A Teacher's Reflection on the Movie Massacre

I had another post in mind-one that was lighthearted and would hopefully make you smile.

But then James Holmes committed the unspeakable act of ambushing a theatre and these are the words my heart needs to express...

As I learn more and more about the Colorado shootings, one life keeps tugging on my heart.

It's that of the sweet six year old girl who was murdered in the midst of what was supposed to be entertainment.  This fall, a first grade classroom will have an empty seat due to those actions.  Maybe in eleven years her classmates will remember her at the graduation ceremony and leave a chair vacant in memory of her.

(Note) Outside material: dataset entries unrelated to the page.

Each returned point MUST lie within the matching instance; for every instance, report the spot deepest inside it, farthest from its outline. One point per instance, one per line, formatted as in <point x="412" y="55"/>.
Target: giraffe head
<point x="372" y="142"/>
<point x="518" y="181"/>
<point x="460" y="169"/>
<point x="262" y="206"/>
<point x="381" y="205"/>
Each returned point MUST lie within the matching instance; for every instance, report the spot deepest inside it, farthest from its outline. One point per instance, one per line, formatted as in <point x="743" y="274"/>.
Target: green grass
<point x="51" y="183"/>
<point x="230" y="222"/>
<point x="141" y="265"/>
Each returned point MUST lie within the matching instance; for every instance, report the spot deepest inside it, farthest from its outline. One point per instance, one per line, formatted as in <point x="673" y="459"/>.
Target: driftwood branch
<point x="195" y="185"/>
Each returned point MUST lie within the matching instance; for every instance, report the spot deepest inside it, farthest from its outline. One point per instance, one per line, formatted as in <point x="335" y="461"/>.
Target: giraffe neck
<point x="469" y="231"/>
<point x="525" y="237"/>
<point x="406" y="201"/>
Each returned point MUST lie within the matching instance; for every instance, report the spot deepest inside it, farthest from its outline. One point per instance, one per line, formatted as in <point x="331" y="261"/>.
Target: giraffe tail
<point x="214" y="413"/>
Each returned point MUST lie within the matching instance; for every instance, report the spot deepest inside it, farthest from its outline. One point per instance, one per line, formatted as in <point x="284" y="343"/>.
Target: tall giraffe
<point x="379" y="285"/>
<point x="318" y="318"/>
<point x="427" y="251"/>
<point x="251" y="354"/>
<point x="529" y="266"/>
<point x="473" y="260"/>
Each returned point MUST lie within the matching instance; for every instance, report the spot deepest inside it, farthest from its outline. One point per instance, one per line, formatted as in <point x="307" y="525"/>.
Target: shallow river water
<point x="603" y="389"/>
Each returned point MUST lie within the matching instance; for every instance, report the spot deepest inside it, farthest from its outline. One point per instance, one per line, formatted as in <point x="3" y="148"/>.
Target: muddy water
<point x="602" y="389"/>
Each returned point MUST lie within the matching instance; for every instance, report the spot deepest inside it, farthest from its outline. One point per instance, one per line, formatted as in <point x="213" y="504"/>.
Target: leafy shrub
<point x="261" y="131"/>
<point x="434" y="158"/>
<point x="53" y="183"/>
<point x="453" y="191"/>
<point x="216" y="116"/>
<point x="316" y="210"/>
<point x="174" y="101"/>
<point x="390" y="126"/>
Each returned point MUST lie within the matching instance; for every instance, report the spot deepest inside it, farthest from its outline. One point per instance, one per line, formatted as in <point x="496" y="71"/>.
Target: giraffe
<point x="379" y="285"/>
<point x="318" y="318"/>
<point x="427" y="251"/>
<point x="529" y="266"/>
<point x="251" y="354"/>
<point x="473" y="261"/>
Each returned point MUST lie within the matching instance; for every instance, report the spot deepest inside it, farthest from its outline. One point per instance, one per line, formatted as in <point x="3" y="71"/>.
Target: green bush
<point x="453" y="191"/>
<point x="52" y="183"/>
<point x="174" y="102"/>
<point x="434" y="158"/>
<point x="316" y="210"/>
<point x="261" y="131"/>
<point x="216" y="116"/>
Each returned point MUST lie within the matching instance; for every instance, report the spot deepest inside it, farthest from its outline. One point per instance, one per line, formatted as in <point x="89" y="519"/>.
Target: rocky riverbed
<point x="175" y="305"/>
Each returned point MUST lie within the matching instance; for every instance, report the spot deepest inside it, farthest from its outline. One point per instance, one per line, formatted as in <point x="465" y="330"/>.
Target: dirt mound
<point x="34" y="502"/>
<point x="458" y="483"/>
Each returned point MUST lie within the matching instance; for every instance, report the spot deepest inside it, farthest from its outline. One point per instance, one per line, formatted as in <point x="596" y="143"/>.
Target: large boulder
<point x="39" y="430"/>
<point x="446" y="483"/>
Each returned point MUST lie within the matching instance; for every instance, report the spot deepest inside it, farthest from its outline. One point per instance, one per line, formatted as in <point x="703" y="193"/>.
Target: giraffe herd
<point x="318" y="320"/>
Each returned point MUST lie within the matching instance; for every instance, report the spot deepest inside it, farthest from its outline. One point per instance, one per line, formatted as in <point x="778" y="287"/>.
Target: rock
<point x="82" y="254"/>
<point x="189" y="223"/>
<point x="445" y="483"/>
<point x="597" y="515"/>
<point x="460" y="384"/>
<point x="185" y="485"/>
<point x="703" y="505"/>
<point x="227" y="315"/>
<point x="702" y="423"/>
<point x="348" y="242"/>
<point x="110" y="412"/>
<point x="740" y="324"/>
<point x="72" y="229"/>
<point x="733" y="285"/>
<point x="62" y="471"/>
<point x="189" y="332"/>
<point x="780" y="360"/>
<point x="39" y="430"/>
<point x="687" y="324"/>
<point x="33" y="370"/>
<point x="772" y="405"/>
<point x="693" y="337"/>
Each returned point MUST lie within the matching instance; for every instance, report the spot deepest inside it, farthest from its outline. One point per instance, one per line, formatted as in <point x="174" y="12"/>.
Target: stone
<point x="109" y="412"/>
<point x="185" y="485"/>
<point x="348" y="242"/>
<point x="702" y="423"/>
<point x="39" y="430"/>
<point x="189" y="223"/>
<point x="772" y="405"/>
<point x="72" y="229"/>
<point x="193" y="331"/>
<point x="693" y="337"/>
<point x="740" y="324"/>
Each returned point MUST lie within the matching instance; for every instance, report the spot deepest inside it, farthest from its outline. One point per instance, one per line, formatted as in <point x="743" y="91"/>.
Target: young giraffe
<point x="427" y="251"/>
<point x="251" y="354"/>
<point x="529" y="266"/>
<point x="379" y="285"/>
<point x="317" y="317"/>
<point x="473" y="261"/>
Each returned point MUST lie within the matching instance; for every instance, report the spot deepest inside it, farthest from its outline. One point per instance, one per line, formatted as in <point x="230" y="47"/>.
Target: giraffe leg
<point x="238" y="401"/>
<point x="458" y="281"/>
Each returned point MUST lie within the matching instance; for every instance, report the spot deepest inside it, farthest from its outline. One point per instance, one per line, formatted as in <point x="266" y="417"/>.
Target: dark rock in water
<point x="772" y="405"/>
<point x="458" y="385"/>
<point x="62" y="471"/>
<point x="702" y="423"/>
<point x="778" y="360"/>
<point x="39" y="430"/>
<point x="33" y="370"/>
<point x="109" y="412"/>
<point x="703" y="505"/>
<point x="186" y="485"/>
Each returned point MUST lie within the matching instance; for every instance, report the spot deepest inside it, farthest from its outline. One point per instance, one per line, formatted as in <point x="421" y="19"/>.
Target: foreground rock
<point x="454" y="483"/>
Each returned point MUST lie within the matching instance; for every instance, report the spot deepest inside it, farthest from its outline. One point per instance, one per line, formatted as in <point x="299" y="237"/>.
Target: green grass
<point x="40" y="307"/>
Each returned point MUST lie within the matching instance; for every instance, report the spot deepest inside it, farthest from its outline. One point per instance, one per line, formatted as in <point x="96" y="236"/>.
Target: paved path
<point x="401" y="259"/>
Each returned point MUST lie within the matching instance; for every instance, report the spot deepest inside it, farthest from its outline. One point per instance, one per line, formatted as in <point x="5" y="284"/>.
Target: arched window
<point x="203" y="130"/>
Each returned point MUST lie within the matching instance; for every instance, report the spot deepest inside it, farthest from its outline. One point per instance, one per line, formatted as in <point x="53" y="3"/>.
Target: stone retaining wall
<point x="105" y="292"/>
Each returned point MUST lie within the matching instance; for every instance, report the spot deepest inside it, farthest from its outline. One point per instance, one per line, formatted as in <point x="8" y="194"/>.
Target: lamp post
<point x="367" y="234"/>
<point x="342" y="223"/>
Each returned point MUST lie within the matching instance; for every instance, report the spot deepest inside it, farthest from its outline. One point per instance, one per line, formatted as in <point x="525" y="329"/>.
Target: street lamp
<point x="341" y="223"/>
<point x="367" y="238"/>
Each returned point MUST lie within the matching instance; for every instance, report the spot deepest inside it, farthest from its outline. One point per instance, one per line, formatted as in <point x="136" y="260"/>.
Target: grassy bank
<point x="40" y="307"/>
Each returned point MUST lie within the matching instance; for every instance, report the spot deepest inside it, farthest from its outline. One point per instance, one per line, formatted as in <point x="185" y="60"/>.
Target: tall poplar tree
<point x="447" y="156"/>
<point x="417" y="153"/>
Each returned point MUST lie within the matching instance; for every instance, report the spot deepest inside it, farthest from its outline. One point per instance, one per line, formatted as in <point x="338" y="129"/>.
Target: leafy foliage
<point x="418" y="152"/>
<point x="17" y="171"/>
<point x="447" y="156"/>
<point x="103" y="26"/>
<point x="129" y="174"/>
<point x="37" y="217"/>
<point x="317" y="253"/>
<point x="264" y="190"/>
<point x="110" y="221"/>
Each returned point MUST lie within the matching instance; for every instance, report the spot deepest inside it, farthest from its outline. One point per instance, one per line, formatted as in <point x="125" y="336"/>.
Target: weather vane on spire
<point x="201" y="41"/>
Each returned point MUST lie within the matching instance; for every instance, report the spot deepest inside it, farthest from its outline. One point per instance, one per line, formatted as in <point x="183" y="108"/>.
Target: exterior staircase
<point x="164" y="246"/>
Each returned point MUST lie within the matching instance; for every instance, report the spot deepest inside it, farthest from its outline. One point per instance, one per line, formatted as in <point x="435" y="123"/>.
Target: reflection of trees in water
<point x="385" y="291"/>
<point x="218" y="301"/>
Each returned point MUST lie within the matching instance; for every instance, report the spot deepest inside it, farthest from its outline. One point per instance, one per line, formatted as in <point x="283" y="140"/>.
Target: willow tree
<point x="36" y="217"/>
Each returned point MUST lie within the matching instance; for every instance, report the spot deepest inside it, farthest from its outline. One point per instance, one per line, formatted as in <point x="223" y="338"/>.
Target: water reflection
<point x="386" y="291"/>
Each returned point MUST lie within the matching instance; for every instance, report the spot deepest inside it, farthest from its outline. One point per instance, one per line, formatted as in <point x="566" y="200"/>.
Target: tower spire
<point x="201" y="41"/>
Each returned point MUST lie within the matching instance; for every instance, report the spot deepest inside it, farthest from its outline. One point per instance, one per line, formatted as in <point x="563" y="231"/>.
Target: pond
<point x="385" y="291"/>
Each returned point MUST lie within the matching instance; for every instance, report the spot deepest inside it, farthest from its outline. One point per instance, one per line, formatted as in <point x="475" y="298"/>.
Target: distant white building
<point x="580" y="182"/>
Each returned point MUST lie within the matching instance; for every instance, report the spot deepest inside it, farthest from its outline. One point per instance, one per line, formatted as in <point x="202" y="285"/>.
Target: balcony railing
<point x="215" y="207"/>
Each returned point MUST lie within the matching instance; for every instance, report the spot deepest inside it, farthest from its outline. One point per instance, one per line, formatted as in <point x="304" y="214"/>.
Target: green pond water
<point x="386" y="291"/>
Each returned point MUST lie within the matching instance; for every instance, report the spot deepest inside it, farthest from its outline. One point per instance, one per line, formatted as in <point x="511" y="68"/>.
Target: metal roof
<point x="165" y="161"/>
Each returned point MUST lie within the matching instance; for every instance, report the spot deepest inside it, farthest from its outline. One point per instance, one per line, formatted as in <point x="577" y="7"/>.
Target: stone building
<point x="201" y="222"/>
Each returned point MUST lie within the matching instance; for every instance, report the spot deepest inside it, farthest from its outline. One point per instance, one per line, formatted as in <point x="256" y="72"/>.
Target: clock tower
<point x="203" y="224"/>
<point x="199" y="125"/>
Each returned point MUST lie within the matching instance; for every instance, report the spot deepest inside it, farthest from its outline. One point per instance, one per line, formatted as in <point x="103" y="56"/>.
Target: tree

Veronica Sullivan's life ended in the early black hours Friday.  I'm assuming she'd completed kindergarten a month or two earlier.  And as a teacher, I can't help but wonder what her teacher must be thinking right now.  Amidst the depravity of the act and how grossly unfair it was, I'm sure she's questioning: Did I make the year count?

I know we always say, "We only get one year with them" but as this innocent girl's death provides truth to that sentence, it makes me reflect on my own classroom.  And the following questions come to mind:

  • Did I praise them enough?  When kids walk into my room, will they know this bit of bricks where we learn is a place where they will hear words of encouragement?  Do they know that even if it's a rough day, correction will be gentle?  Do they want to come in my room? 
  • When kids walk in my room will they know they are valued?  Will they understand their thoughts and feelings are essential to making our classroom?  Did I tell their parents that their child is a treasure? 
  • Did I help them understand there are people to whom you can turn if you find yourself in trouble?  Do they know that in 20 years, if they need guidance they can still seek out me?  Do they understand there are better ways to express yourself-killing innocent people and stock loading guns are not effective and that there are people who will walk through the valley with you?
  • Did I make every day count?  Not only will there be an empty desk in two months, but an empty chair at supper.  Forever.  Did I make each day worthwhile?  So the families won't think I'm wasting precious time with their children-they will be grateful for the bond their children have with their classmates and every adult at the school-parents, custodians, lunch ladies.  I want families to say, "My child loves school."

I know these are lofty reflections-written in the "lazy" days of summer, not in the middle of the year.  I know some days will wear flat wear you out.  I know some years a class may be more challenging than others.  I know what it's like to be swamped with paperwork, conferences, mandates and testing while having a sinus infection, bronchitis and an ear infection-all at the same time.. 

But when you get right to the heart of it, all of those things are secondary.

If I can help each child feel loved, appreciated and valued-those are the most important "core" lessons they will learn.